Agreed. I've posted v7 which includes kswapd profiles collected from an
arm64 v8.2 laptop under memory pressure.

> Regarding  <4%, I guess the figure came from machines with NONLEAF_PMD_YOUNG?

No, it's from Snapdragon 7c. Please see the kswapd profiles in v7.

> In this case, we can skip many PTE scans while PMD has no accessed bit
> set. But for
> a machine without NONLEAF, will the figure of cpu usage be much larger?

So NONLEAF_PMD_YOUNG at most can save 4% CPU usage from kswapd. But
this definitely can vary, depending on the workloads.
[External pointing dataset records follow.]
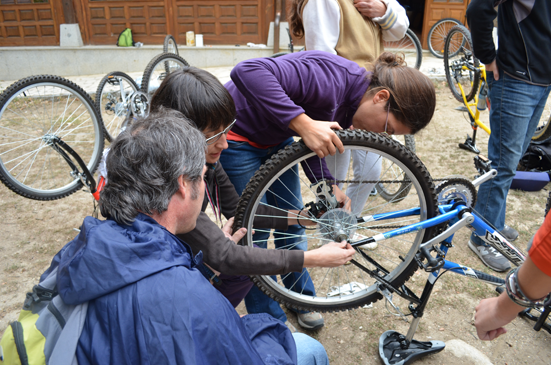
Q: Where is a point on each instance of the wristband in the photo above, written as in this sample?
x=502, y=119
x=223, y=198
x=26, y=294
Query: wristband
x=515, y=293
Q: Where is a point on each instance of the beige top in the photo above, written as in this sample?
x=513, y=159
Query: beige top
x=359, y=38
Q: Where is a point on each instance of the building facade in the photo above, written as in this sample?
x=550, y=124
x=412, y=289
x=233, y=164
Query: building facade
x=230, y=22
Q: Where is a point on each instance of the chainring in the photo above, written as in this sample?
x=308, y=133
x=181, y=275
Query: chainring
x=456, y=187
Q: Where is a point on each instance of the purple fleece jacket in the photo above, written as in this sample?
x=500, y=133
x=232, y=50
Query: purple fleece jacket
x=270, y=92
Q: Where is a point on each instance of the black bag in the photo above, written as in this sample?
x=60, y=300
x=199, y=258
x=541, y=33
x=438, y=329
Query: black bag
x=537, y=157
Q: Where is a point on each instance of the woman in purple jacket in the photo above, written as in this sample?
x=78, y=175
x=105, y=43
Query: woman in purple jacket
x=199, y=96
x=311, y=94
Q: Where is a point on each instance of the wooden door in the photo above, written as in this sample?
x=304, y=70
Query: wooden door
x=106, y=19
x=439, y=9
x=30, y=22
x=222, y=21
> > > If so, this might be
> > > a good proof that arm64 also needs this hardware feature?
> > > In short, I am curious how much the improvement in this patchset depends
> > > on the hardware ability of NONLEAF_PMD_YOUNG.
> >
> > For data centers, I do think ARCH_HAS_NONLEAF_PMD_YOUNG has some value.
> > In addition to cold/hot memory scanning, there are other use cases like
> > dirty tracking, which can benefit from the accessed bit on non-leaf
> > entries. I know some proprietary software uses this capability on x86
> > for different purposes than this patchset does. And AFAIK, x86 is the
> > only arch that supports this capability, e.g., risc-v and ppc can only
> > set the accessed bit in PTEs.
> 
> Yep. NONLEAF is a nice feature.
> 
> btw, page table should have a separate DIRTY bit, right?

Yes.

> wouldn't dirty page
> tracking depend on the DIRTY bit rather than the accessed bit?

It depends on the goal.

> so x86 also has
> NONLEAF dirty bit?

No.

> Or they are scanning accessed bit of PMD before
> scanning DIRTY bits of PTEs?

A mandatory sync to disk must use the dirty bit to ensure data
integrity. But for a voluntary sync to disk, it can use the accessed
bit to narrow the search of dirty pages.

A mandatory sync is used to free specific dirty pages. A voluntary sync
is used to keep the number of dirty pages low in general and it doesn't
target any specific dirty pages.

> > In fact, I've discussed this with one of the arm maintainers Will. So
> > please check with him too if you are interested in moving forward with
> > the idea. I might be able to provide with additional data if you need
> > it to make a decision.
> 
> I am interested in running it and have some data without NONLEAF
> especially while free memory is very limited and the system has memory
> thrashing.

The v7 has a switch to disable this feature on x86. If you can run your
workloads on x86, then it might be able to help you measure the difference.